First, a snapshot of the author. Shusaku Endo (1923–1996) was raised as a Catholic in Japan. Talk about minority status — only one per cent of the Japanese are members of the Church. And Endo was far from a traditional Catholic. After the war, he traveled to France to study French Catholic writers. But in France, he encountered racial slurs — from fellow Christians. He became depressed and developed tuberculosis so severe that he needed to have a lung removed. Unsurprisingly, he felt his faith was being tested. Then, on a visit to Palestine, Endo had a flash of insight: The rejection he felt was a pale version of the rejection Christ experienced. And that gave him direction. As a writer, he’d go where Christ did: to the poor, the sick, the despised.
Endo’s novels — like “Lost” — not only explore extreme situations, they’re shot through with questions of faith, and especially this one: Is there free will or do we surrender to our fate? But they don’t read like spiritual tracts; his prose is clean, worldly. His plots move. If Endo is considered the Graham Greene of Japan, it’s because he worked at it. “Before I write a book, I always read The End of the Affair,” he said. Greene noticed — he called Endo one of his favorite novelists.
“Deep River” begins in a hospital room, where Isobe’s cancer-ridden wife is preparing herself for death. It’s a bitter moment — Isobe never really noticed her while she was alive, and revealing his feelings now is impossible for him. Approaching death, though, the bland woman who obediently made his dinner and cleaned his clothes finds her voice. And her pronouncements are stunning. “The tree [outside her hospital room] spoke,” she tells her husband. “It said that life never ends.” And more: “I’ll be reborn somewhere in the this world. Look for me…. promise….”
She dies. He’s lost. To create some activity, Isobe attends a meeting of Japanese interested in traveling to the holy sites of India. Mitsuko Naruse, one of his wife’s nurses, is there — but as we quickly learn, she’s not the serene saint he recalls from the hospital. As a college student, she was a French lit major, and a clichéd one at that; she drank, had meaningless sex, mocked religion. As a joke, she seduced Otsu, a devout Catholic. Then she made such a conventional marriage that, during her honeymoon in Paris, she fled to the provinces to see Otsu, now living in a monastery in rural France. Years later, divorced and empty, she’s drawn to India. (Also on the trip: a children’s book writer who loves animals and a World War II veteran plagued by terrible memories of the Japanese retreat through the Burmese jungle.)
Each character is presented as a “case,” and these case studies are so vivid you’ll be in no rush to get to India. But suddenly we’re in Varanasi — “the city where people gather in order to die” — and you’re either dazzled or disgusted. All those people! The stench! The poverty! The terrifying images of Hindu goddesses! And the Ganges! They call the river holy, but how can pilgrims bathe in water that has the floating ashes of the recently dead swirling by?
And wouldn’t you know it — here is Otsu, still a Catholic but shunned by the Church, giving Christ-like service to the poor by carrying bodies to the funeral pyre.

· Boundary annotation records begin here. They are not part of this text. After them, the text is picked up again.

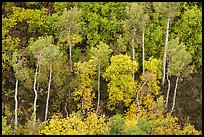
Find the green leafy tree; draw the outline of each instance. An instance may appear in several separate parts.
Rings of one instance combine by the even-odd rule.
[[[168,75],[176,76],[176,85],[174,89],[173,105],[171,109],[171,112],[172,112],[175,107],[176,90],[178,87],[179,77],[182,71],[184,71],[184,69],[187,68],[187,66],[192,61],[191,54],[186,51],[186,46],[183,43],[179,43],[178,37],[176,39],[172,39],[169,42],[168,61],[169,61],[168,70],[167,70]],[[167,93],[167,99],[168,99],[168,95],[169,93]]]
[[[153,6],[156,10],[163,13],[163,15],[167,18],[167,26],[166,26],[166,42],[165,42],[165,49],[164,49],[164,56],[163,56],[163,77],[162,77],[162,85],[165,82],[166,76],[166,56],[167,56],[167,49],[168,49],[168,35],[169,35],[169,25],[170,20],[177,15],[179,9],[178,2],[155,2]]]
[[[109,46],[104,44],[103,42],[100,42],[99,45],[91,48],[92,58],[97,59],[97,65],[98,65],[98,103],[97,103],[97,109],[96,113],[98,113],[99,110],[99,103],[100,103],[100,77],[101,77],[101,70],[103,70],[103,67],[107,66],[109,61],[109,56],[111,54],[112,50],[109,49]]]
[[[179,37],[192,55],[192,63],[202,66],[202,11],[197,5],[183,4],[183,14],[172,28],[172,38]]]
[[[92,99],[95,97],[93,92],[93,76],[95,75],[97,62],[89,60],[88,62],[77,62],[74,64],[77,80],[77,87],[74,88],[74,101],[80,101],[77,107],[86,113],[93,106]]]
[[[121,115],[116,114],[109,119],[108,127],[110,135],[122,135],[125,128],[125,120]]]
[[[138,43],[138,34],[139,30],[142,31],[142,66],[143,66],[143,72],[144,72],[144,32],[145,32],[145,26],[149,20],[148,13],[146,11],[146,2],[144,3],[131,3],[130,8],[127,7],[127,16],[128,20],[124,22],[124,29],[125,31],[128,31],[126,33],[132,35],[132,58],[135,60],[135,43]],[[138,43],[140,44],[140,42]],[[133,74],[133,80],[134,80],[134,74]]]
[[[65,8],[63,14],[60,18],[60,41],[67,42],[69,45],[69,58],[71,64],[72,71],[72,47],[81,41],[81,37],[79,35],[79,27],[81,25],[80,22],[81,10],[77,7],[67,9]]]
[[[35,70],[35,77],[34,77],[34,92],[35,92],[35,99],[34,99],[34,117],[33,117],[33,130],[35,129],[35,123],[36,123],[36,103],[37,103],[37,90],[36,90],[36,83],[37,83],[37,75],[39,75],[39,64],[40,61],[43,59],[42,54],[43,54],[43,48],[49,46],[48,44],[52,43],[52,37],[39,37],[38,40],[34,41],[31,43],[31,45],[28,47],[29,50],[32,52],[32,54],[35,56],[37,59],[36,61],[36,70]]]
[[[106,68],[103,77],[108,83],[109,106],[123,102],[128,106],[135,95],[135,83],[132,82],[132,73],[137,70],[138,63],[131,61],[128,55],[111,57],[111,64]]]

Will the Christ he now sees in every religion bring him final comfort? Will he be able to open Mitsuko’s heart to the love of God? Will Isobe find the reincarnation of his wife?

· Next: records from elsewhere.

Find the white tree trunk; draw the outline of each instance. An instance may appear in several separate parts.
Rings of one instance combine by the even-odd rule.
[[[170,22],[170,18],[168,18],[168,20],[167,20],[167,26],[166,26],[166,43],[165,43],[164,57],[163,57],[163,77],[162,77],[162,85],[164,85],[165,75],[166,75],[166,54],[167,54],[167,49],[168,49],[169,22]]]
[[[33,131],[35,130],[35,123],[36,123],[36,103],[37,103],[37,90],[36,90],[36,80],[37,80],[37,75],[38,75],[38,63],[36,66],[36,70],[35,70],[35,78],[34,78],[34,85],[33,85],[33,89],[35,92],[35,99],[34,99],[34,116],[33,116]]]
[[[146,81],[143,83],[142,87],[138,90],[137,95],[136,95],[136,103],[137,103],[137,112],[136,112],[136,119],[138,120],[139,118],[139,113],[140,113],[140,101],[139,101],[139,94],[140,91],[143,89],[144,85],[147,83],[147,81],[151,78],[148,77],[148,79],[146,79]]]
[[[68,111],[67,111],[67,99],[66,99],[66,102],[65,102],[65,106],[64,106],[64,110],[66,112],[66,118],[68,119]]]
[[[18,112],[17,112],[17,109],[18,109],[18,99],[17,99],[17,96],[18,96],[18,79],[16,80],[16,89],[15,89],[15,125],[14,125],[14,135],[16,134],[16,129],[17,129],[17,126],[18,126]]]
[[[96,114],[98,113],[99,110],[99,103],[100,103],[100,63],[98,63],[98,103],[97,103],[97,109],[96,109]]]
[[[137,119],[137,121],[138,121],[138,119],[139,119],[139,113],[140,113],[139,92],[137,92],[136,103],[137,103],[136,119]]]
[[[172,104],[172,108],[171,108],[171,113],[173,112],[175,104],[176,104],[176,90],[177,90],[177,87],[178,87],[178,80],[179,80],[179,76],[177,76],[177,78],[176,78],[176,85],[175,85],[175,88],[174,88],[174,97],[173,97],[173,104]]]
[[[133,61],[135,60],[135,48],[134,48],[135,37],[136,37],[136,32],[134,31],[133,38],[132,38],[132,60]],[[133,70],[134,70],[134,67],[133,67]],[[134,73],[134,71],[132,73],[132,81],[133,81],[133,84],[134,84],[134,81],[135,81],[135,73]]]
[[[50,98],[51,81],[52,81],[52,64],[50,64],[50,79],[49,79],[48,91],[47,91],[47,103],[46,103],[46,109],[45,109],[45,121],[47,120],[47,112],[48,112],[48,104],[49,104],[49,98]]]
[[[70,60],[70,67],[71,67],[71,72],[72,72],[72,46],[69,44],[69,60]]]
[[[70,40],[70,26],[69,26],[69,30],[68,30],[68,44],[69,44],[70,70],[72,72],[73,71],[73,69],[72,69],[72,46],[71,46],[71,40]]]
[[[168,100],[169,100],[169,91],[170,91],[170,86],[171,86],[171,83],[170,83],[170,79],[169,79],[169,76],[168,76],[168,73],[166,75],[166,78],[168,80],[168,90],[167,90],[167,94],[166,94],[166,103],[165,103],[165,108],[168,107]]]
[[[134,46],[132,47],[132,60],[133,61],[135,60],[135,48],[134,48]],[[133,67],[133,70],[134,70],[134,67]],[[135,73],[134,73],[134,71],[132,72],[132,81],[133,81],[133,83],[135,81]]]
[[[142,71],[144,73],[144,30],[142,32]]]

Then Indira Gandhi is assassinated, and what these people believe suddenly has unforeseen consequences.
For a novel about large philosophical and spiritual questions, "Deep River" is remarkably accessible. I’ll remember the universal search for God in these pages, but what I’ll recall more vividly are the sharply drawn scenes of cannibalism in Burma, drunken sex in Tokyo, death rites in Varanasi.
In the very first episode of “Lost”, Locke explains how to play backgammon — and maybe more. “Two players, two sides,” he says. “One is light, one is dark.” Maybe that duality is the connection to the moral codes of Endo’s novel. But that’s just throwing a dart. What I do know, when I put the book down, is that I was plagued for hours by the images of the Hindu goddesses that the travelers see in a subterranean temple. For these images gave me “an unobstructed view of the writhing elements concealed beneath the level of their own conscious minds."
It says a lot about the underlying seriousness of the creators of “Lost” that, when they reached for a book, they chose a novel as disturbing and powerful as “Deep River.”